# Meissner equation

The Meissner equation is a linear ordinary differential equation that is a special case of Hill's equation with the periodic function given as a square wave.[1] [2] There are many ways to write the Meissner equation. One is as

${\displaystyle {\frac {d^{2}y}{dt^{2}}}+(\alpha ^{2}+\omega ^{2}\operatorname {sgn} \cos(t))y=0}$

or

${\displaystyle {\frac {d^{2}y}{dt^{2}}}+(1+rf(t;a,b))y=0}$

where

${\displaystyle f(t;a,b)=-1+2H_{a}(t\mod (a+b))}$

and ${\displaystyle H_{c}(t)}$ is the Heaviside function shifted to ${\displaystyle c}$. Another version is

${\displaystyle {\frac {d^{2}y}{dt^{2}}}+\left(1+r{\frac {\sin(\omega t)}{|\sin(\omega t)|}}\right)y=0.}$

The Meissner equation was first studied as a toy problem for certain resonance problems. It is also useful for understand resonance problems in evolutionary biology.

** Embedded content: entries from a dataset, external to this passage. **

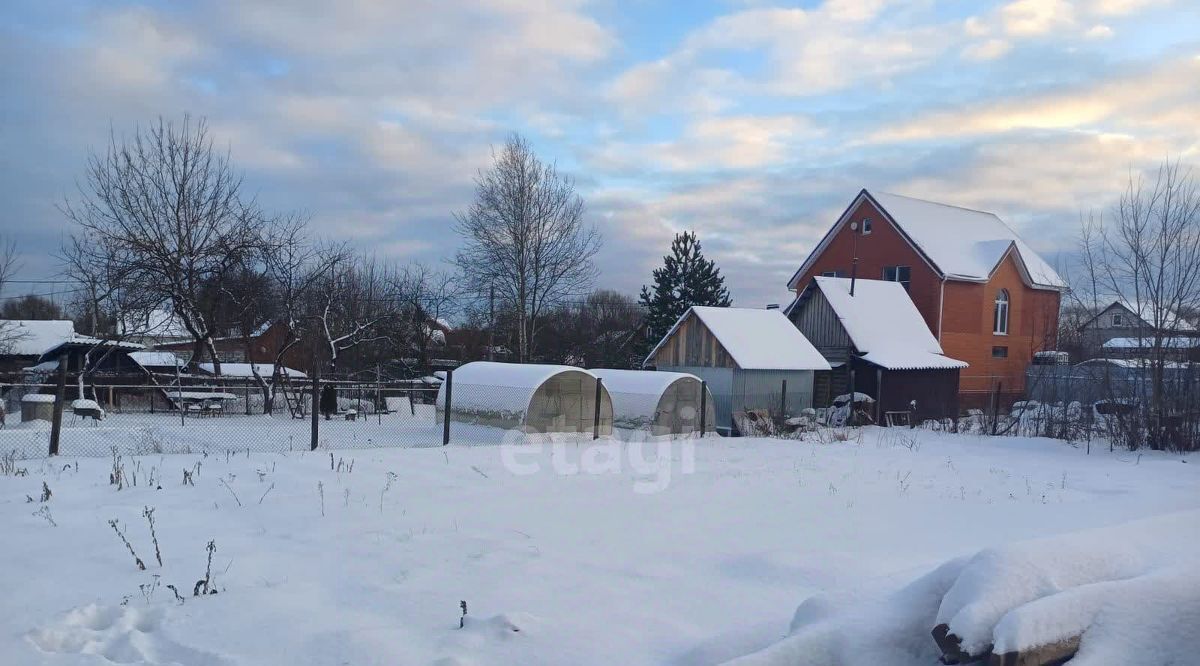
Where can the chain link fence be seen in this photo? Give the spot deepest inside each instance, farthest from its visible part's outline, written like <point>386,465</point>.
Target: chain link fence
<point>229,415</point>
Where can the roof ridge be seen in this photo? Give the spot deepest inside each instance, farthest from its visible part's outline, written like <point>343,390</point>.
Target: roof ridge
<point>943,204</point>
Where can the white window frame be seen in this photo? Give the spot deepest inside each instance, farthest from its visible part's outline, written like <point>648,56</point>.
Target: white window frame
<point>1000,312</point>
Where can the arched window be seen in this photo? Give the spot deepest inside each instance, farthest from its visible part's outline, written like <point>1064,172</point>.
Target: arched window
<point>1000,315</point>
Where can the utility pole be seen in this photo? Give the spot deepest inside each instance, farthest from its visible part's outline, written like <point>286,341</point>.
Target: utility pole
<point>491,322</point>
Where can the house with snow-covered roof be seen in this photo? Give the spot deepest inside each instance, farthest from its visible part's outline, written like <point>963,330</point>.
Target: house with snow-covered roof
<point>876,343</point>
<point>750,359</point>
<point>1131,329</point>
<point>984,294</point>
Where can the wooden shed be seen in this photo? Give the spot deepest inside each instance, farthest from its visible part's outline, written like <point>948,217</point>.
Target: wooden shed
<point>876,343</point>
<point>751,359</point>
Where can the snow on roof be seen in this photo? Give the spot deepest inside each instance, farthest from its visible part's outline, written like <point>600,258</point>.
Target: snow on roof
<point>754,339</point>
<point>885,325</point>
<point>961,243</point>
<point>1146,312</point>
<point>156,359</point>
<point>244,370</point>
<point>1146,342</point>
<point>496,387</point>
<point>964,243</point>
<point>33,337</point>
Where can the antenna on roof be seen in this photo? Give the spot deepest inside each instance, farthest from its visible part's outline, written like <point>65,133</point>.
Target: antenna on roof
<point>853,265</point>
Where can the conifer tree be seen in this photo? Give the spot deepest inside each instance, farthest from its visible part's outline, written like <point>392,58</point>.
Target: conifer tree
<point>685,279</point>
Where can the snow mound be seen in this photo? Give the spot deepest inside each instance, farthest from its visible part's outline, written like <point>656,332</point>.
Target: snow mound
<point>863,630</point>
<point>119,635</point>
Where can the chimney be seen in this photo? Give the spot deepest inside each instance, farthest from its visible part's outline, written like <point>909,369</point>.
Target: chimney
<point>853,265</point>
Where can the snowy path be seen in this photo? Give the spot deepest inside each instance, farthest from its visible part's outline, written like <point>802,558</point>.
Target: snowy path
<point>555,569</point>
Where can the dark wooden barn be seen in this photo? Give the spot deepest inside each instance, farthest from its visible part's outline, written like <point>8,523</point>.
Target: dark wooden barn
<point>879,345</point>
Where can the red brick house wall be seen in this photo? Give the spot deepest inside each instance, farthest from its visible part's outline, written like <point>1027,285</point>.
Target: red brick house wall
<point>967,330</point>
<point>882,247</point>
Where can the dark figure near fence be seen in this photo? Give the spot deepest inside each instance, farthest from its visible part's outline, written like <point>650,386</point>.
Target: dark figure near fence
<point>329,401</point>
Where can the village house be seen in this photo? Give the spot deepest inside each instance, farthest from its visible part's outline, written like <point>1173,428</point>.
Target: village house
<point>23,341</point>
<point>877,343</point>
<point>1125,329</point>
<point>988,299</point>
<point>750,359</point>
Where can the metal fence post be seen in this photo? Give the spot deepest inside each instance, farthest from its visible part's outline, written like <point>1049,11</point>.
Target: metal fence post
<point>445,412</point>
<point>60,395</point>
<point>995,407</point>
<point>595,419</point>
<point>316,406</point>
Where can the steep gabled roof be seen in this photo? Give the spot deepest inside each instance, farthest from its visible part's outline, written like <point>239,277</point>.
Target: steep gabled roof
<point>1173,321</point>
<point>958,243</point>
<point>883,324</point>
<point>754,339</point>
<point>31,337</point>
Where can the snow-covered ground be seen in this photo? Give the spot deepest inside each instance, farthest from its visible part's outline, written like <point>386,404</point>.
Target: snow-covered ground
<point>631,562</point>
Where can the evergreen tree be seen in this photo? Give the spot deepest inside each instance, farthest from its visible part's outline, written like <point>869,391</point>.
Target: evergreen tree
<point>685,279</point>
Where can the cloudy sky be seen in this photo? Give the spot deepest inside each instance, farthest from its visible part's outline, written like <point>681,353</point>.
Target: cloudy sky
<point>750,123</point>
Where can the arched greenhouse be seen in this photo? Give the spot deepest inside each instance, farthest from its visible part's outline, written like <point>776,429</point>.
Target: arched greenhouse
<point>533,399</point>
<point>658,402</point>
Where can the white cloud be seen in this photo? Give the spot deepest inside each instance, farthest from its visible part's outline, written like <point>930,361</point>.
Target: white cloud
<point>838,45</point>
<point>1036,17</point>
<point>1150,101</point>
<point>989,49</point>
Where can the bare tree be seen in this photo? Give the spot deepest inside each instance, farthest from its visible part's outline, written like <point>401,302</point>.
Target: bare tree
<point>163,213</point>
<point>349,304</point>
<point>1149,257</point>
<point>427,297</point>
<point>525,237</point>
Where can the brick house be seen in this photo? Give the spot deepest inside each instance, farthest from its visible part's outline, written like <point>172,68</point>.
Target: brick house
<point>985,295</point>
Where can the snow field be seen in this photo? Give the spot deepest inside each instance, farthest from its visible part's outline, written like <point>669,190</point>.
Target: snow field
<point>321,565</point>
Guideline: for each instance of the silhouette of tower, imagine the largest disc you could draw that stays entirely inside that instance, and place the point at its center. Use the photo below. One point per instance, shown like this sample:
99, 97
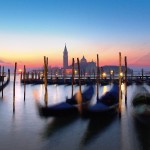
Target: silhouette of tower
65, 58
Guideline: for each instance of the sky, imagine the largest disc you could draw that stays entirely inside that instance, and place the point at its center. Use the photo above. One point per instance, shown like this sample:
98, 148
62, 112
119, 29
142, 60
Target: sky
32, 29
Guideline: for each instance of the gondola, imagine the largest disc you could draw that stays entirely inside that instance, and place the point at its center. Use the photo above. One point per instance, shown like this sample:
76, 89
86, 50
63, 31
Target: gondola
65, 108
107, 105
141, 105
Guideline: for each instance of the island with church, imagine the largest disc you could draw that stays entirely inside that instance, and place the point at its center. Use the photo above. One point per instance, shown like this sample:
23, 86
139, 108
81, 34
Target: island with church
63, 75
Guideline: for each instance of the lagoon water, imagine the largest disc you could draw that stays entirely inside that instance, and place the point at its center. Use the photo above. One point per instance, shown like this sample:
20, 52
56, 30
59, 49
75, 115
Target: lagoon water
25, 129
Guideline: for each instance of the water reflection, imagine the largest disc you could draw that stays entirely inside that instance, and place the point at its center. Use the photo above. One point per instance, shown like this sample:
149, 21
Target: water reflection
143, 135
56, 125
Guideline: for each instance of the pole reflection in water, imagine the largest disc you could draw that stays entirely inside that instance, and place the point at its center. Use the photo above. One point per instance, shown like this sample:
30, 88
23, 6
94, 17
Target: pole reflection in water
143, 135
95, 127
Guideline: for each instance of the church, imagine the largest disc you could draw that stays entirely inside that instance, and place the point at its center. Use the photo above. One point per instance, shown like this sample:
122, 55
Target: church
85, 66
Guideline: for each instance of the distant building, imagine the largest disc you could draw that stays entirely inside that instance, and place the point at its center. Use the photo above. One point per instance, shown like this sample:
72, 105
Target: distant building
65, 58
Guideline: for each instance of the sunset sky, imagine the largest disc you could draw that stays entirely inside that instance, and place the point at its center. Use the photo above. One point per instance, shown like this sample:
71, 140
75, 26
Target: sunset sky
32, 29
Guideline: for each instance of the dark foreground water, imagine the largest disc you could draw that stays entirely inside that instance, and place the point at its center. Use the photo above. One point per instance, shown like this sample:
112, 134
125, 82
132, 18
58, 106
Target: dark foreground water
26, 130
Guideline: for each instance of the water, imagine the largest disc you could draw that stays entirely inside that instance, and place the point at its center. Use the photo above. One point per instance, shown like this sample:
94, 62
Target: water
25, 129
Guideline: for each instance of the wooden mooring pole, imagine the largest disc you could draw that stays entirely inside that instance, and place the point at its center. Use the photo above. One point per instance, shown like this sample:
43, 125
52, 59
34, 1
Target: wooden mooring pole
72, 75
125, 59
79, 74
2, 80
98, 77
14, 87
24, 80
45, 79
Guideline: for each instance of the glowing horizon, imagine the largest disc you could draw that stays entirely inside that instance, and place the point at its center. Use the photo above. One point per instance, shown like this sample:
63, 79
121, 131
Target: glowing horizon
102, 27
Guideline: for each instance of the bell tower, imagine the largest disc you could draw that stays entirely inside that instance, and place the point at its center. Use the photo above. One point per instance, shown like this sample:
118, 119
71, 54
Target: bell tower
65, 58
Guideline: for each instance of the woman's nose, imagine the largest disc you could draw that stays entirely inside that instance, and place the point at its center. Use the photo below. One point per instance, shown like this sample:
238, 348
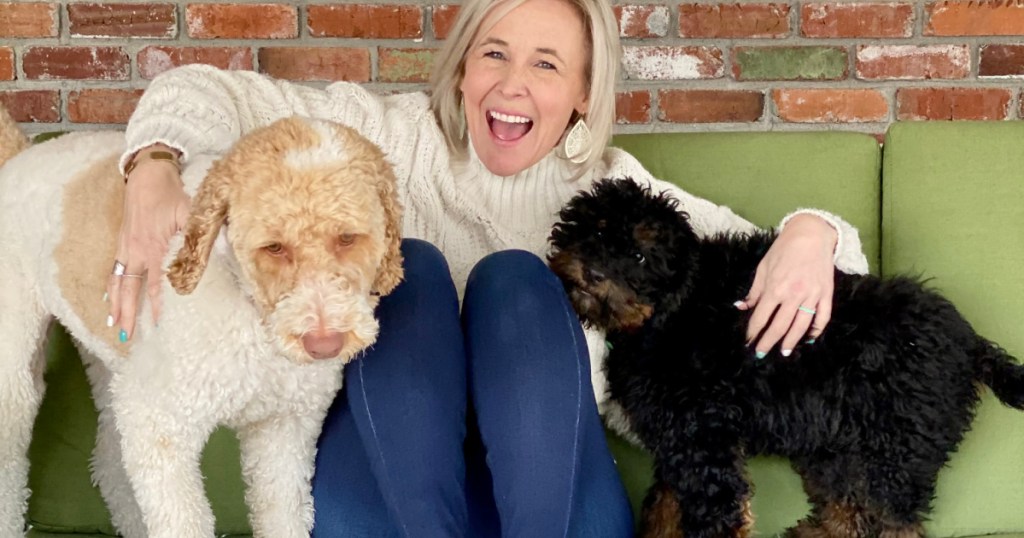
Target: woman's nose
513, 82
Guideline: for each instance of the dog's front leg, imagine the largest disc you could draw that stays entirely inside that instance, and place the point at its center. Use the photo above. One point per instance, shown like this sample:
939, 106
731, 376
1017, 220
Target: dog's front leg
700, 485
108, 465
278, 457
162, 438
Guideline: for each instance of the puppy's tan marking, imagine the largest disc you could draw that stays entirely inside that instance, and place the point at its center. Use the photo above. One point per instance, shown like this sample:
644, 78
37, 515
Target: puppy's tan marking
662, 515
92, 210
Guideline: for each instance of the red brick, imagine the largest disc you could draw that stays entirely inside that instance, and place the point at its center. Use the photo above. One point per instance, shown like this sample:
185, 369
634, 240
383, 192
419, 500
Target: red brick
28, 19
633, 107
368, 22
155, 59
673, 63
830, 106
733, 21
307, 64
101, 106
76, 64
442, 18
33, 106
1001, 60
974, 18
404, 65
952, 104
710, 106
158, 21
242, 21
912, 63
642, 21
6, 64
857, 19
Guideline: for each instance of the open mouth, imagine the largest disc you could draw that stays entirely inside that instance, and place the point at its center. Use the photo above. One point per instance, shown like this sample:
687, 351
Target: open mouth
508, 127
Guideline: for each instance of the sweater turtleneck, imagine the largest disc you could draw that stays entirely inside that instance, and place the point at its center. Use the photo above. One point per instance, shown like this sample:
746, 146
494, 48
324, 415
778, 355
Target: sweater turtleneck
522, 204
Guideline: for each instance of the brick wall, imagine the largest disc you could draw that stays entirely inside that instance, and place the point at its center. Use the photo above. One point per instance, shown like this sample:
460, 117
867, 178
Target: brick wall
687, 66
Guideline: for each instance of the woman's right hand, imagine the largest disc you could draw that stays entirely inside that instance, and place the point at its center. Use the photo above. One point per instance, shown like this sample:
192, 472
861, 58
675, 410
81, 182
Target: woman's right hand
155, 208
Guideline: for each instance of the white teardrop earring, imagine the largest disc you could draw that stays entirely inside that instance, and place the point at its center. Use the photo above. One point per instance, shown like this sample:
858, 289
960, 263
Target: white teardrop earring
576, 147
462, 118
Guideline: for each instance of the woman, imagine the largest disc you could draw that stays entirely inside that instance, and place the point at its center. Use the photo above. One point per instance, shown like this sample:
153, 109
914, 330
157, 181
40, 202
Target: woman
487, 425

Because the time-dependence is piecewise linear, many calculations can be performed exactly, unlike for the Mathieu equation. When ${\displaystyle a=b=1}$, the Floquet exponents are roots of the quadratic equation

${\displaystyle \lambda ^{2}-2\lambda \cosh({\sqrt {r}})\cos({\sqrt {r}})+1=0.}$

The determinant of the Floquet matrix is 1, implying that origin is a center if ${\displaystyle |\cosh({\sqrt {r}})\cos({\sqrt {r}})|<1}$ and a saddle node otherwise.

## References

1. ^ Richards, J. A. (1983). Analysis of periodically time-varying systems. Springer-Verlag. ISBN 9783540116899. LCCN 82005978.
2. ^ E. Meissner (1918). "Ueber Schüttelerscheinungen in Systemen mit periodisch veränderlicher Elastizität". Schweiz. Bauzeit. 72 (11). pp. 95–98.